Joe Zidle: Whatever It Takes (Part II)

BX Chief Investment Strategist Joe Zidle argues investors should consider positioning to benefit from a reboot of dovish European monetary policy.


European Central Bank (ECB) Chair Mario Draghi arrived for a global investment conference in London’s West End on July 26, 2012 with a message that electrified financial markets. Normally, the opening ceremony of the 2012 London Olympic Games a day later would have been the most memorable event that week; after all, it’s not every day the Queen and Daniel Craig as James Bond “parachute” into a packed stadium. But for investors, Draghi uttered three little words that changed history. Nearly seven years later, we expect those words to prove prescient once again.

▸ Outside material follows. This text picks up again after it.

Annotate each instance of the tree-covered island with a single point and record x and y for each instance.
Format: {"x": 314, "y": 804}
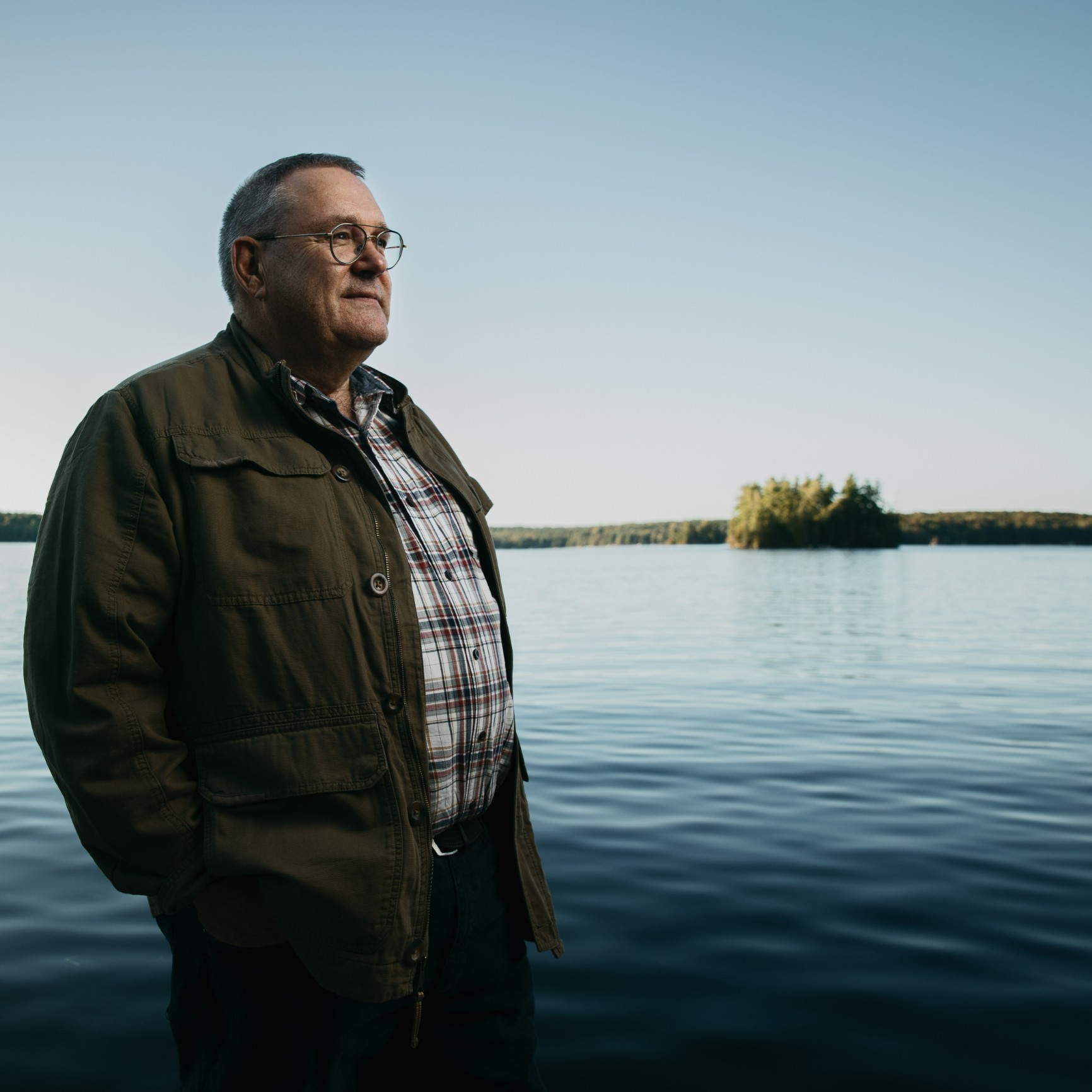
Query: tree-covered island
{"x": 786, "y": 514}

Course reversed That day, Draghi finally admitted that the euro faced an existential crisis. He likened the euro to a bumblebee, calling both mysteries of nature because the laws of physics said they shouldn’t be able to fly. Unlike the bumblebee, though, there was no natural reason why the euro should fly. It needed help. And with that, Draghi said that the ECB would do “whatever it takes” to preserve the Eurozone. The rest is history: the ECB cut rates, tapped its balance sheet and flooded the system with more than €2.6 trillion. It was quite the reversal for an ECB that until that point had been somewhat conservative with its balance sheet and actually raised interest rates amid collapsing leading indicators.

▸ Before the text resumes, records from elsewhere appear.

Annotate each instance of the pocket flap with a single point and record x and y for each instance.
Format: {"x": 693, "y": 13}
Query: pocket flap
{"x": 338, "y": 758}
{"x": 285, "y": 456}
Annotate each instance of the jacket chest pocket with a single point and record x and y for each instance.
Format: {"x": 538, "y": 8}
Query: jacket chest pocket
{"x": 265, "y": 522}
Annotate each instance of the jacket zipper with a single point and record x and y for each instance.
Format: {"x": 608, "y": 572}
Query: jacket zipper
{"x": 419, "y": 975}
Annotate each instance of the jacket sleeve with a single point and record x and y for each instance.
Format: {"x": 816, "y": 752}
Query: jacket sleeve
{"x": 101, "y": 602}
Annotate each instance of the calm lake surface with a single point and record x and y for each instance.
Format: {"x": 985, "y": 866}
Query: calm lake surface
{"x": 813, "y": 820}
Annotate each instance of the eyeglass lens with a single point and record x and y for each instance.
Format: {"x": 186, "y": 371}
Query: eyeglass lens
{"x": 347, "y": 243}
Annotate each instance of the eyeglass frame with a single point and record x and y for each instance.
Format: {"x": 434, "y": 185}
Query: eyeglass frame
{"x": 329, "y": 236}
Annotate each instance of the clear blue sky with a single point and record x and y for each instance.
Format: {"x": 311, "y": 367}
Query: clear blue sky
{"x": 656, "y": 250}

Sequel potential The ECB ended that quantitative easing (QE) program last December, and the market has priced in the bank’s first rate increase since 2011 toward the end of this year. However, one of our surprises for 2019 is that weakening global growth amid rising geopolitical uncertainty across Europe causes the ECB to restart QE. Eurozone leading economic indicators declined 2.0% year over year in November and the Citi Economic Surprise Index is negative, indicating that data releases have been worse than expected.1 Notably, since the Eurozone’s formation in 1999, every instance of a 2% YoY decline in leading indicators has been followed by a recession or QE (see chart


Eurozone Leading Economic Indicators

EU LEI Chart vF

When bad news is good Disappointing economic data can have a silver lining for risk assets—and investors—when central banks respond with accommodative policies. After Draghi’s 2012 speech, financial markets rallied substantially. For context, an investment in European equities would have yielded a 45% cumulative total return through 2017.2 An investment in European corporate high yield bonds would have brought a 63% cumulative total return.3 As we anticipate that the ECB will see the similarities between now and 2012 and respond accordingly, investors should consider positioning to benefit from a reboot of dovish European monetary policy.

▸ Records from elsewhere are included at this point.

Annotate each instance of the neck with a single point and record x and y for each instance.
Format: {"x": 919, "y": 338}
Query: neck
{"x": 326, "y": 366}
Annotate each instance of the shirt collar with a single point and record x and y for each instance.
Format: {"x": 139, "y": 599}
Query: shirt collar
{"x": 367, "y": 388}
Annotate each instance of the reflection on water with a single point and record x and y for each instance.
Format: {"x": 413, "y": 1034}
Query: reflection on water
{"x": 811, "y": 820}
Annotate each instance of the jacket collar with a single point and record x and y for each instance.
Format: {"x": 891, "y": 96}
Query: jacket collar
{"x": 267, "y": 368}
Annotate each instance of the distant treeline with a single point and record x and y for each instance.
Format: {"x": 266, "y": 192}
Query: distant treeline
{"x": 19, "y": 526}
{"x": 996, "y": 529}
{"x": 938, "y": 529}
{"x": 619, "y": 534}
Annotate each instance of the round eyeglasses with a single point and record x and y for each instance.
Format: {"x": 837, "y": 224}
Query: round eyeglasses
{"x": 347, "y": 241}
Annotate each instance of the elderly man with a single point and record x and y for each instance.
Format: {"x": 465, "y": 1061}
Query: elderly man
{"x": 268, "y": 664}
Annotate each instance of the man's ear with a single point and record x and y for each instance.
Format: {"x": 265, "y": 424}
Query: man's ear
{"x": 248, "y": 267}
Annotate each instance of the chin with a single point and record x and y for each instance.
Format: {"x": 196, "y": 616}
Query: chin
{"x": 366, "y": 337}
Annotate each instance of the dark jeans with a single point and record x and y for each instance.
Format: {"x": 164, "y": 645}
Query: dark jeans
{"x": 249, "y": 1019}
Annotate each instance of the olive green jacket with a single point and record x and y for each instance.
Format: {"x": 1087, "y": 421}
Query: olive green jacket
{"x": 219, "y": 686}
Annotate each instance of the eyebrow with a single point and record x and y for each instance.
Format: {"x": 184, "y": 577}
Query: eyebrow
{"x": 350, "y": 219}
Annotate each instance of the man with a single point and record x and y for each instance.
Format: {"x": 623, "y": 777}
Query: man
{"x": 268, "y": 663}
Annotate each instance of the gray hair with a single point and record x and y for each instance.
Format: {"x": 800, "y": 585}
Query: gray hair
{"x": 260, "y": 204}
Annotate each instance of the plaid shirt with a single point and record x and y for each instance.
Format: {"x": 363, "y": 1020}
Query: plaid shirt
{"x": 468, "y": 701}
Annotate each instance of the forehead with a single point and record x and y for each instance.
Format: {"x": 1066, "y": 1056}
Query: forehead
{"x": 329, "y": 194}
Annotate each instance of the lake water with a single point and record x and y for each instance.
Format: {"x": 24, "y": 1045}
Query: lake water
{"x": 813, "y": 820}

(1) Source: OECD, Citigroup and Bloomberg. Leading Indicators based on the OECD Euro Area Leading Indicators CLI Amplitude Adjusted, as of 11/30/18. Citi Economic Surprise Index data, as of 1/21/19.

(2) Source: Bloomberg. Based on the cumulative total return (gross dividends) for the MSCI Europe USD Index over the period 7/26/12 through 12/31/17. Index hedged to USD.

(3) Source: Bloomberg. Based on the cumulative total return (gross dividends) for the Bloomberg Barclays Pan-European High Yield Total Return USD Index over the period 7/26/12 through 12/31/17. Index hedged to USD.

The views expressed in this commentary are the personal views of the author and do not necessarily reflect the views of The Blackstone Group L.P. (together with its affiliates, “Blackstone”). The views expressed reflect the current views of the author as of the date hereof and Blackstone undertakes no responsibility to advise you of any changes in the views expressed herein.